Por eso la empatía es algo así como nuestro radar emocional que nos permite navegar con acierto en el mar de nuestras relaciones. Si no le prestamos atención, con seguridad equivocaremos el rumbo en la comunicación y difícilmente llegaremos a buen puerto.

Las personas que se disponen poco en la actitud empática tienen dificultades para leer e interpretar correctamente las emociones de los demás, no saben escuchar, y muchas veces son ineficientes leyendo las señales no verbales, razón por la cual pueden evidenciar una torpeza social, al aparecer como sujetos fríos e insensibles. Los individuos que manifiestan incapacidad empática no saben leer su radar social, por lo que –algunas veces sin proponérselo– dañan la intimidad emocional de quienes tratan, pues al no validar los sentimientos y emociones del otro, éste se siente molesto, herido o ignorado.

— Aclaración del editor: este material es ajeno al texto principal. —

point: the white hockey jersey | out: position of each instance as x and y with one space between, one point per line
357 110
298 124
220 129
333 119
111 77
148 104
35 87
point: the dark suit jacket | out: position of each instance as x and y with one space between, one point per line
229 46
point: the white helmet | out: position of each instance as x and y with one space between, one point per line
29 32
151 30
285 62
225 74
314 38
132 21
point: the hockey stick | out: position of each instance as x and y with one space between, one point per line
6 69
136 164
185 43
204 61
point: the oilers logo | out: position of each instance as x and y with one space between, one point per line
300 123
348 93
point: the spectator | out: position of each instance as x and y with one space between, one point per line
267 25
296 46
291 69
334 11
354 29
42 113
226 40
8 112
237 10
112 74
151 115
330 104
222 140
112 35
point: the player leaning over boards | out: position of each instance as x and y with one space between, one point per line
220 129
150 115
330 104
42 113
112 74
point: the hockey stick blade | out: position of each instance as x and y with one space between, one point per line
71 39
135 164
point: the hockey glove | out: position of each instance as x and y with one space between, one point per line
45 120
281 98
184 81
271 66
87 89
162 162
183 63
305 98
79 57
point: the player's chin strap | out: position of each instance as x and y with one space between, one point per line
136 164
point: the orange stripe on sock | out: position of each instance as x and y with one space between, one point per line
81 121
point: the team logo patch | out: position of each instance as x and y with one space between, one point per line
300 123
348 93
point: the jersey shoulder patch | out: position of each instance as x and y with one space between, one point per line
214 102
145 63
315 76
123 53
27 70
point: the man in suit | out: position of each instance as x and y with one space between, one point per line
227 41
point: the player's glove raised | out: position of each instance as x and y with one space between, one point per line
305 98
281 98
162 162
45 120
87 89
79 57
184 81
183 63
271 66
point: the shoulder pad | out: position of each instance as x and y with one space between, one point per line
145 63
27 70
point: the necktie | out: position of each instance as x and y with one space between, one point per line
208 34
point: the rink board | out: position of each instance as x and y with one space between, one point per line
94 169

En el grado extremo de la carencia de esta actitud están, por una parte, los alexitímicos (personas incapaces de expresar los propios sentimientos y de percibir adecuadamente los de terceros) y, por la otra, las personas antisociales o los psicópatas, quienes guardan poca o ninguna consideración por los sentimientos ajenos y pueden más bien, en muchos casos, manipularlas en propio beneficio.

Una persona empática puede ser descrita como una persona habilidosa en el arte de encarnarse, de vivir la Navidad cotidianamente en las relaciones, en leer las situaciones mientras tienen lugar o mientras están siendo narradas, ajustándose a las mismas conforme éstas lo requieran.